En vue de bâtir, concrètement et immédiatement, une société modèle, ou du moins commencer à le faire, Jean-Baptiste André Godin, l'inventeur du célèbre poêle en fonte, associe de manière inédite le travail, le capital et le talent. Influencée par Charles Fourier, la solution sociale qu'il met en pratique se veut non seulement une tentative personnelle mais aussi un exemple à suivre et à améliorer.
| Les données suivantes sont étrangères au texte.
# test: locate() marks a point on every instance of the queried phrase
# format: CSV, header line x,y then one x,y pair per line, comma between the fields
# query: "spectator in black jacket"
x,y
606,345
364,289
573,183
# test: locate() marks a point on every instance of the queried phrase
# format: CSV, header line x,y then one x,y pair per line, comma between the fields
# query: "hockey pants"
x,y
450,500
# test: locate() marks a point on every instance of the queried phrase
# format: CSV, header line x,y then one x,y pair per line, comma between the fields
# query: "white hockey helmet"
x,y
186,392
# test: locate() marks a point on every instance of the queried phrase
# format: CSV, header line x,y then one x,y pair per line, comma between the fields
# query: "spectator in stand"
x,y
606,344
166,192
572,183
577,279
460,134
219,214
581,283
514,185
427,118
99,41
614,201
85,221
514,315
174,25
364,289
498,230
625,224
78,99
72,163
Sa critique du capitalisme industriel en plein essor est principalement morale. Elle ne peut aboutir que dans la construction d'une société autre, plus harmonieuse. Parce qu'il y a là une tentative de vivre et de travailler autrement, parce qu'il y a là une utopie, l'oeuvre de Godin interpelle et impose, plus que jamais, de l'étudier. Une série d'articles, de récits et de témoignages complète ce volume en rendant compte des jugements émis par des chroniqueurs, des réformateurs sociaux ou des écrivains parmi lesquels figure Émile Zola, au regard de l'expérience novatrice et audacieuse de Godin.